En attendant, les soutiens de François Hollande contre-attaquent. « Nicolas Sarkozy rejoue la bataille d’Alger », raille sur Twitter le premier secrétaire du PS, Jean-Christophe Cambadélis. « Je ne comprends pas qu’un ancien président de la République puisse pour des raisons politiciennes, peut-être de campagne électorale dans le cadre d’une primaire, raviver la guerre des mémoires », a déploré de son côté devant la presse le secrétaire d’Etat aux Anciens combattants, Jean-Marc Todeschini. De fait, en prenant position contre la commémoration des accords d’Evian, Nicolas Sarkozy envoie un signal aux familles de rapatriés et aux nostalgiques de l’Algérie française, qui comptent plusieurs relais dans son parti. Christian Estrosi, maire de Nice, et Eric Ciotti, président du conseil départemental des Alpes-Maritimes, ont déjà participé à des manifestations de rapatriés et de harkis, particulièrement implantés dans le Sud-Est. Ils ont d’ailleurs chacun dénoncé une « provocation » de François Hollande vendredi. On se rappelle aussi du bras d’honneur télévisé de Gérard Longuet, ancien ministre de Sarkozy, lorsqu’il était interrogé sur ce sujet en 2012. Le constat est là : 54 ans après la fin de la guerre d’Algérie, les clivages politiques restent toujours aussi vifs sur cet épisode.
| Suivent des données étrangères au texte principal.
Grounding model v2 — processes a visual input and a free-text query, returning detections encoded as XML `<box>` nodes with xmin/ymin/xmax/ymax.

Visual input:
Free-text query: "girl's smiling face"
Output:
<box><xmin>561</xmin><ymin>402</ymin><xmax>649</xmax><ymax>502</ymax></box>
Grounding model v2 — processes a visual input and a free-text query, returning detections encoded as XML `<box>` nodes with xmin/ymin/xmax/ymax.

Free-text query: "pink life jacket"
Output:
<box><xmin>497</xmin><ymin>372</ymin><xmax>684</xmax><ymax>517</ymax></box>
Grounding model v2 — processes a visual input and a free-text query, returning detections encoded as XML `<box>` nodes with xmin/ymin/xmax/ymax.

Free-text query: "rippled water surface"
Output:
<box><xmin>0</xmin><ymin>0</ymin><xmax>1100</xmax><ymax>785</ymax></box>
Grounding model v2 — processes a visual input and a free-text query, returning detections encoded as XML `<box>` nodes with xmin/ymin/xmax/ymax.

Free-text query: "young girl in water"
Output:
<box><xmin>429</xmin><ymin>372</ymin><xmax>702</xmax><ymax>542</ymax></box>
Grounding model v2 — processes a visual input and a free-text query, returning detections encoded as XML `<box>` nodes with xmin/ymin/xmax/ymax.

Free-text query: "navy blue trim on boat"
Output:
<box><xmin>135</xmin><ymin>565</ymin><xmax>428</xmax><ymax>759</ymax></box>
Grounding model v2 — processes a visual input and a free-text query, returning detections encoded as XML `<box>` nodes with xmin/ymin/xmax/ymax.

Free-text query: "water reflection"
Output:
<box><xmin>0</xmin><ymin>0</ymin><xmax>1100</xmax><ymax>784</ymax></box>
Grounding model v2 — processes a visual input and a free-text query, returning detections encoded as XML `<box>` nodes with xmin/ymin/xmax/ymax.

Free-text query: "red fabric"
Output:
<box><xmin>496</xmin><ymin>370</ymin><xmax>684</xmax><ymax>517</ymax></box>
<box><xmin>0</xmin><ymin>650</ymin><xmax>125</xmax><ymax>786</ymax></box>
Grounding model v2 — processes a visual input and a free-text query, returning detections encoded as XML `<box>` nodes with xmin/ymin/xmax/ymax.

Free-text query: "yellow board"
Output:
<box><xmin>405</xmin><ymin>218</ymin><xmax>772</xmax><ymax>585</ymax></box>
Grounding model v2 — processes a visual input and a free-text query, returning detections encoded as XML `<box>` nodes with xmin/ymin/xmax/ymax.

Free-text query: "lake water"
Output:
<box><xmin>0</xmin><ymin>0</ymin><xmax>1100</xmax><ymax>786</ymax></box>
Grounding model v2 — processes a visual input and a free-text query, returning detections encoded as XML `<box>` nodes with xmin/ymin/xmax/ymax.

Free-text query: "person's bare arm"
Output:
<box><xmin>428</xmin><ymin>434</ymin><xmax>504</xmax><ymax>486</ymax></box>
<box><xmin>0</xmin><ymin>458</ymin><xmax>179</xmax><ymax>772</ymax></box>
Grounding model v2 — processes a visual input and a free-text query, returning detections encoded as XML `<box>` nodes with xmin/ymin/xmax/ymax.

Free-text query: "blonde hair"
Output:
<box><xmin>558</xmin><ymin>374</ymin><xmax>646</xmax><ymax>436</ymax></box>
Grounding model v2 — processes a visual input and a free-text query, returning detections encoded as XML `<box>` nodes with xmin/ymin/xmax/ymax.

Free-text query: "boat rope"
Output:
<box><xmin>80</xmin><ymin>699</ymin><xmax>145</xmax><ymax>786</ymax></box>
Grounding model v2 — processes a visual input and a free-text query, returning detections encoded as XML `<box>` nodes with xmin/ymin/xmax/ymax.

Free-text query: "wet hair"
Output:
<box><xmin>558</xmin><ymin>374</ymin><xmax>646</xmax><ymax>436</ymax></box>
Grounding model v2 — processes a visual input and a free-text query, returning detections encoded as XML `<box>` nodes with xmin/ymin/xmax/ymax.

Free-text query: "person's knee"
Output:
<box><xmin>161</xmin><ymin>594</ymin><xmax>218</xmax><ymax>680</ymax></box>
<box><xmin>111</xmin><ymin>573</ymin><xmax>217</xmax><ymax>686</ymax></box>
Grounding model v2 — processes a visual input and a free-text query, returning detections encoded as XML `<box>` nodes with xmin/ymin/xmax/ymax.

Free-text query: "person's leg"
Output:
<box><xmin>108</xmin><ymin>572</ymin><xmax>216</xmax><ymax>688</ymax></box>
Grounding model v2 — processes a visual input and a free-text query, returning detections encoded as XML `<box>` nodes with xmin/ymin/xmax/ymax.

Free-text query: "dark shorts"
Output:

Dans les colonnes du Figaro, ce vendredi 18 mars, l’écrivain algérien Boualem Sansal condamne également le choix de François Hollande de s’associer aux commémorations du 19 mars, y voyant soutien au régime d’Alger. « À quelques mois de la présidentielle, se prosterner ainsi devant Bouteflika, c’est calamiteux pour l’image de la France et catastrophique pour le combat courageux que les Algériens mènent pour se libérer de la dictature coloniale du FLN et de M. Bouteflika, qui, depuis le 19 mars 1962, en est l’un de ses principaux animateurs », dénonce l’auteur de 2084.